The real-to-sim-to-real
framework is designed to simplify the training, transfer, and deployment of robotic policies from simulated to real environments using NVIDIA Isaac Gym. This framework provides a structured pipeline for setting up custom environments, collecting demonstration data, training reinforcement learning models, applying teacher-student distillation, and deploying models in real-world setups. The framework is hosted and maintained by SmilingRobo and offers a GUI environment for creating realistic simulations.

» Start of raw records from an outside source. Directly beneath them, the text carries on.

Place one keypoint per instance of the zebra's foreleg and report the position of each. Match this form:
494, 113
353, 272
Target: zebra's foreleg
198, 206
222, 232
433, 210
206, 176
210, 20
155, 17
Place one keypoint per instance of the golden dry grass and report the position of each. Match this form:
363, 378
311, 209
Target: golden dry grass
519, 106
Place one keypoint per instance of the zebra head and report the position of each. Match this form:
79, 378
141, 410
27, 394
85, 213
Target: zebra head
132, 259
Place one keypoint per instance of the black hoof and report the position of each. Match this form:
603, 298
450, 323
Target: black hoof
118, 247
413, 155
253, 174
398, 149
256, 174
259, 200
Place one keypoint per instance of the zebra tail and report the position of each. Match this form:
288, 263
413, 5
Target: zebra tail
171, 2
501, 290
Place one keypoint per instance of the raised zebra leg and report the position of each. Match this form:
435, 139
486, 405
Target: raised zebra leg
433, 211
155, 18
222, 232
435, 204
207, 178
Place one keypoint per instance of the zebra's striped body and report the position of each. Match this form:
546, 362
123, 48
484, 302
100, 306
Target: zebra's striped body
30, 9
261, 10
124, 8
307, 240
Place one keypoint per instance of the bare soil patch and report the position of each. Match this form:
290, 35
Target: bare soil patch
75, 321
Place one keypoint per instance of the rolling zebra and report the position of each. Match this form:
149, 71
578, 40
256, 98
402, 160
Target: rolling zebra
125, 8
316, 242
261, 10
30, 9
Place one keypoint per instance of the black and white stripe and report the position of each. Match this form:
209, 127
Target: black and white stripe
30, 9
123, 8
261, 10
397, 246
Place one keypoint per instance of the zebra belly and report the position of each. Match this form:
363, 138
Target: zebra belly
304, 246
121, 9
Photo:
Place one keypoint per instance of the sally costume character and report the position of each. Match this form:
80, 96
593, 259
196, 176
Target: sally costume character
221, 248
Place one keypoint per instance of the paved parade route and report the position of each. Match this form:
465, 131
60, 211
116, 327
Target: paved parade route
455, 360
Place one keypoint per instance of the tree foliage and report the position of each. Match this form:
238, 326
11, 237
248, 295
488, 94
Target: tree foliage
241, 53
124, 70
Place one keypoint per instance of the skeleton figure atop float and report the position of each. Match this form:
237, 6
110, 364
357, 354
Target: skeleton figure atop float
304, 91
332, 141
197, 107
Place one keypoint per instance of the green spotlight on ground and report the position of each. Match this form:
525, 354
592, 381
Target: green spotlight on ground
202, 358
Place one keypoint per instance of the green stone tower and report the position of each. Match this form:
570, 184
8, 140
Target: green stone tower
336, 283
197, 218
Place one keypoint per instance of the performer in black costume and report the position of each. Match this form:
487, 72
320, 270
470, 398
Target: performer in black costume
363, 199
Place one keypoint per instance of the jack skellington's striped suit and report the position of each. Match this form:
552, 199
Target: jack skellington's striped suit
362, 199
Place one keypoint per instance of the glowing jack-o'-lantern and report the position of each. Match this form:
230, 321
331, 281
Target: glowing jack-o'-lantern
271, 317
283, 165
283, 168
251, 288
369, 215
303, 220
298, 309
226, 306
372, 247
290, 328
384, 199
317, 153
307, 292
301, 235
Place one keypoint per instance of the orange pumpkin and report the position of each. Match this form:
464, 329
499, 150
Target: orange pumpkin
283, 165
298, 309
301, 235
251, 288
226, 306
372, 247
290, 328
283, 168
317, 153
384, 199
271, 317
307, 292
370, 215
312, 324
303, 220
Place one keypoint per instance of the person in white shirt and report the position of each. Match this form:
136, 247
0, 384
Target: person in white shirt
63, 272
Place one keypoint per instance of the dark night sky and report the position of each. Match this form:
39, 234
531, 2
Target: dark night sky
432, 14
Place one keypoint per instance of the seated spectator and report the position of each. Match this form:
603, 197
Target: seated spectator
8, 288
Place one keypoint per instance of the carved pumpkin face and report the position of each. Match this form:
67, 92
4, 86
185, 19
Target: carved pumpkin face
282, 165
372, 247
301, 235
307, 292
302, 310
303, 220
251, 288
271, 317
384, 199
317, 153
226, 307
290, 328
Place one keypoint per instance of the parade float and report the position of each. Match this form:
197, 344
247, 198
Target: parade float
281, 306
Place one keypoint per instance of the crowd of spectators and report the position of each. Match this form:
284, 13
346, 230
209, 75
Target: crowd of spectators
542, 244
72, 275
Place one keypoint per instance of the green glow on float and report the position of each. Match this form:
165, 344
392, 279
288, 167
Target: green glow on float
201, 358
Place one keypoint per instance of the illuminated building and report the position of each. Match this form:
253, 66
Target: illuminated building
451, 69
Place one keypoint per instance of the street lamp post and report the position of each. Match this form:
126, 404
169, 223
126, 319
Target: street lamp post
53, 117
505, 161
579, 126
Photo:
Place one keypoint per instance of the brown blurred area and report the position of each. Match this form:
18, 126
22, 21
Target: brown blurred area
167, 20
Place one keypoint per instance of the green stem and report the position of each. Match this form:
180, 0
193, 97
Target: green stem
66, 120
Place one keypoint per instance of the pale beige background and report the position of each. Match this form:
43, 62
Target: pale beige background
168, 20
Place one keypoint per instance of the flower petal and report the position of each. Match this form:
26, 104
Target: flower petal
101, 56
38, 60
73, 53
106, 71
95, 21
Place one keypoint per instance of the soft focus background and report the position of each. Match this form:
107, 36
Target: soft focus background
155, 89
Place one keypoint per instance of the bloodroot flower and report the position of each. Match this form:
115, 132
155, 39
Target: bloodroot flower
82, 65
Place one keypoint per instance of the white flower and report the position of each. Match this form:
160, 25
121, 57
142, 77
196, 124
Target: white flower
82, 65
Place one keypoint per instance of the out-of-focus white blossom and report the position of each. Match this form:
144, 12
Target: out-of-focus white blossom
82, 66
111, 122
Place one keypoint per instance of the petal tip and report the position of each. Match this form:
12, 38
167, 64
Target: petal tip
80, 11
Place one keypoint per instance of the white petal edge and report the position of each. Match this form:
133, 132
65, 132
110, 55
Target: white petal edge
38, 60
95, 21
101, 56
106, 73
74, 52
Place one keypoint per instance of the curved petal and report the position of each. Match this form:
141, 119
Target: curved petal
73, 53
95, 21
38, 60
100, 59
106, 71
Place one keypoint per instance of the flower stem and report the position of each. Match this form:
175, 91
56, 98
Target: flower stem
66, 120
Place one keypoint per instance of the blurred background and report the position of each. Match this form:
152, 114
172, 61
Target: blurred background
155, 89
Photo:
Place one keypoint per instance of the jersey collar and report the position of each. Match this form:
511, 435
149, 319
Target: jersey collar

This framework is built upon the RialTo system, as proposed in the paper:
Reconciling Reality through Simulation: A Real-to-Sim-to-Real Approach for Robust Manipulation
Available on arXiv
Authors: Marcel Torne, Anthony Simeonov, Zechu Li, April Chan, Tao Chen, Abhishek Gupta, Pulkit Agrawal, 2024
For further information and updates, please visit the project page.
- Environment Setup: Simplified loading and configuration of Isaac Gym environments.
- Data Collection: Easily collect and store demonstration data in the simulation.
- Reinforcement Learning: Train policies using GPU-accelerated reinforcement learning methods.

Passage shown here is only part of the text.